A £1bn plan to improve the quality of England’s social care over the next decade, published on Wednesday, promised to boost staff skills and allow elderly and disabled people to remain independent for longer.
But it was criticised by providers, experts and some Conservative MPs for failing to tackle the sector’s devastating workforce crisis.
Much of the £5.4bn earmarked for social care from a manifesto-busting national insurance rise will go to funding a new £86,000 cap on care costs and a more generous means test.
Outlining how some of the remaining money will be spent, the document promised £500m investment in the 1.5m-strong adult social care workforce “so they have the opportunity to progress in their careers with training and qualifications while providing an even better standard of care”.
A further £300m will be invested in improving housing and widening the range of supported-living options, while £150m will be spent on new technologies such as acoustic sensors that monitor movement.
But the lack of a detailed plan to recruit and retain more staff to a sector where around 10 per cent of posts are vacant drew broadsides from politicians, industry figures and experts.
Unveiling the paper in the House of Commons, Gillian Keegan, care minister, said the sector had been beset by issues ranging from high workforce turnover to variable quality of care. Casting the plan as part of the government’s drive to close the prosperity gap between regions, she added: “You cannot be serious about levelling up unless you are serious about social care, too.”
However, Sally Warren, director of policy at the King’s Fund and formerly a senior civil servant working on social care, said the proposals failed to deal with “some of the most urgent and immediate problems currently facing the sector, including high levels of unmet need and a fragile provider market”.
Far from “fixing” social care as the prime minister had promised when he came to power two years ago, “the government’s plans mean social care services will continue to face significant challenges in supporting people who rely on them to live independent and fulfilling lives”, she added.
Mike Padgham, chair of the Independent Care Group, which represents care homes, noted the Association of Directors of Adult Social Services had this week reported that services were “rapidly deteriorating” with half of councils having to deal with a care home closure or bankruptcy in the last six months.
Yet the white paper contained “no promise of any extra funding, other than what has already been announced, to help recruit and retain the thousands of extra staff we need to tackle a growing crisis in the sector”, he said.
The white paper acknowledged the impact on the sector of the UK’s departure from the EU, saying it recognised that under the points-based immigration system many adult social care roles would not be eligible for a sponsored work visa.

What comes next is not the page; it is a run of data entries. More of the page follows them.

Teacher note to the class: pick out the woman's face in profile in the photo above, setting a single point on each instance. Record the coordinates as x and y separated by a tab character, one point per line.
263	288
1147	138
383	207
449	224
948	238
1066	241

It added that following a Migration Advisory Committee review due to be published in the spring, the government would consider “whether further action is necessary to mitigate against any impact on recruitment into the sector”.
Jeremy Hunt, the former health secretary who chairs the Commons health committee, told MPs it was “hard to see this white paper as more than three steps forward two steps back”.
While welcoming the decision to introduce a cap on care costs, he said the funding for local authorities “barely gives them enough to deal with demographic change and the national living wage increases . . . and it is very hard to see an end to the workforce crisis which sees 40 per cent turnover in many companies”.